The U.S. doesn’t have a job quantity problem; instead, it has a job quality problem.

  1. Work in America is undergoing a period of transition – one that increasingly appears to be irreversible.

Americans are reevaluating the kind of work they want to do and the kind of lives they want to live. And the COVID-19 pandemic has made even more people answer that question than before.

There is no shortage of demand for more workers in America today. (That’s clear from the record 11 million job openings and panic-inducing headlines of shortages of workers.)

There is, however, a shortage of supply and that shortage is driven by the simple fact that Americans no longer want to do many of the jobs that have been most affected by these shortages – food service, agriculture and logistics work.

These jobs are hard, they are dangerous and… let’s be honest, the pay doesn’t match the work. Americans have had enough.

But, there is one positive outcome. Shortages of workers are motivating employers to raise wages – which benefits workers – but it’s also increasingly making automation an appealing and economically feasible way for employers to fill their labor shortages.

In real-time, we are seeing the labor market reallocate supply, change market prices and hopefully drive efficiency through adoption of a new generation of technologies.

The Robotic Renaissance

The industries facing the most acute shortages of workers – agriculture, logistics and food service – are hard work. They’re unsatisfying jobs with limited future prospects for workers. Americans no longer want to do these jobs… and now they no longer have to. We’re at the beginning of a renaissance for robotics and automation that will see broad-based adoption of these technologies in the years to come.
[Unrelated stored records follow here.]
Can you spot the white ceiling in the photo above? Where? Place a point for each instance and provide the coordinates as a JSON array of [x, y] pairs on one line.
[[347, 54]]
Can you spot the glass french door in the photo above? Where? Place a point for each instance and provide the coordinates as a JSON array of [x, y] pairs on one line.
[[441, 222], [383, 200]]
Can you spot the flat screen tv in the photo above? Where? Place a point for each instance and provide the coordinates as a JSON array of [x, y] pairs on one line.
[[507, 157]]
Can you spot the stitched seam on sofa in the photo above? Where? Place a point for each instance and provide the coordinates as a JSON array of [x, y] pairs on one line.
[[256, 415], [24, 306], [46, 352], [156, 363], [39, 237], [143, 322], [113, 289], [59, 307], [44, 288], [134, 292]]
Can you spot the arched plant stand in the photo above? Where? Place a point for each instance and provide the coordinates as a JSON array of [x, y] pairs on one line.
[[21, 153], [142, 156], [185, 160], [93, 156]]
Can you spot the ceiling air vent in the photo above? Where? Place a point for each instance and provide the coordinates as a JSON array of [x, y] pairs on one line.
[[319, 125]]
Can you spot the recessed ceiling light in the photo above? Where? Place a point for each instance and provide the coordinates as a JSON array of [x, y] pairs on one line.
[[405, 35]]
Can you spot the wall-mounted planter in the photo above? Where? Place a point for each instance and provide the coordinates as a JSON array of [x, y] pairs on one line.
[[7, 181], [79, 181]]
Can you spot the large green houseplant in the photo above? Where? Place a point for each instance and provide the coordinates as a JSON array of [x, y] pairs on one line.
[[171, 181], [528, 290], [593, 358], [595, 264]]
Robots used to be prohibitively expensive, which means only the most high-end factories could afford them. Think: car manufacturers.

But that’s changing. The cost of robotic arms and sensors has been dropping rapidly over the past two decades. Today, you can buy a fairly high-end six-axis robotic arm for as little as $3,000 compared to historical prices anywhere from $50,000 to $400,000 (high-end industrial robots still can cost this much).

In addition to dropping costs of sensors and robotic arms, the cost of computing power has dropped enormously over the past few decades (thanks to the continuing impact of Moore’s law.) A study from the Hamilton Project shows how the computing power that $1 dollar can buy you has soared by a factor of 10 million, and this doesn’t even account for the tremendous impact the rise of cloud computing has had on computing costs over the past decade.

All of this is to say that as the cost of robots continues to drop, the number of use cases and jobs that become economically feasible for them to do continues to grow. American workers increasingly don’t want to do jobs like food service, agriculture and logistics and they shouldn’t have to.

So, why should I care?

Why should this matter to you as an angel investor? Well, investing is all about predicting what will become more valuable over time.

We’ve been doing this at Wavemaker Labs for over 4 years now and are only doubling down. At Wavemaker labs, we’re building multiple companies to fill America’s growing labor shortage from Miso Robotics – a burger flipping robot – to Piestro – an automated pizza kitchen – to Future Acres – an autonomous agricultural harvesting robot.

We believe that humans shouldn’t do many of these hard and dangerous jobs and instead should have the opportunity to focus on jobs of quality, with long-term career paths and less risk to their personal and mental health.

America’s labor force is in transition and the 2020s is going to see robots appearing all around us, taking over day-to-day jobs and opening up the next wave of growth in the American economy. The Robots are coming and that is a good thing!